China is starting a month-long crack down on illegal content circulating through local instant messaging services.
The latest crackdown, announced Tuesday, comes after a terrorist attack in China's Xinjiang region killed 43 people. Police later arrested over 200 suspected militants, who had been chatting over local instant messaging services to organize their activities, according to the nation's state-controlled press.
Among the messaging services used were WeChat and QQ, two of the most popular in the nation and developed by local Internet giant Tencent.
China is targeting rumors, terrorism, and porn-related information as part of the operation. Specifically, authorities want to regulate the way the mobile instant messaging apps can spread information to the public.
"Some people are using these platforms to disseminate unhealthy or illegal and harmful information to the public," China's Xinhua News Agency said. In total, mobile instant messaging services in China have over 800 million users, the agency added.
Tencent did not immediately comment.
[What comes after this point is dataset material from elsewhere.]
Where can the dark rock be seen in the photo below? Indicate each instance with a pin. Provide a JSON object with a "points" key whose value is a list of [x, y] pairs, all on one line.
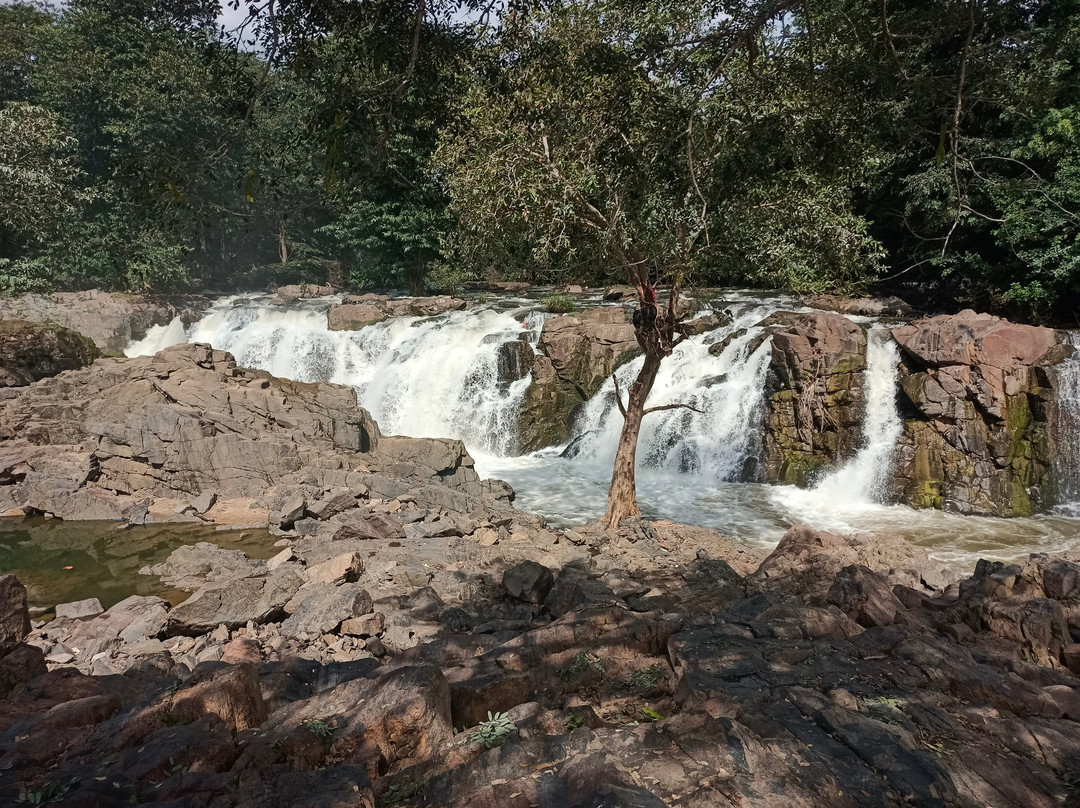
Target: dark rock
{"points": [[528, 581], [864, 596], [14, 615], [30, 351]]}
Its WeChat app has 355 million monthly active users, most of which are in China.
The company has already been tightening restrictions around WeChat "public accounts", which any user can subscribe to. In March, Tencent shut down certain public accounts known for political writings, claiming that they had violated company policies.
Users, however, complained that the accounts had done nothing wrong, and some of the public accounts were later restored. But China's scrutiny over WeChat is not expected to stop. In November, the government named the product as among the social networking apps that could destabilize the nation if not properly controlled.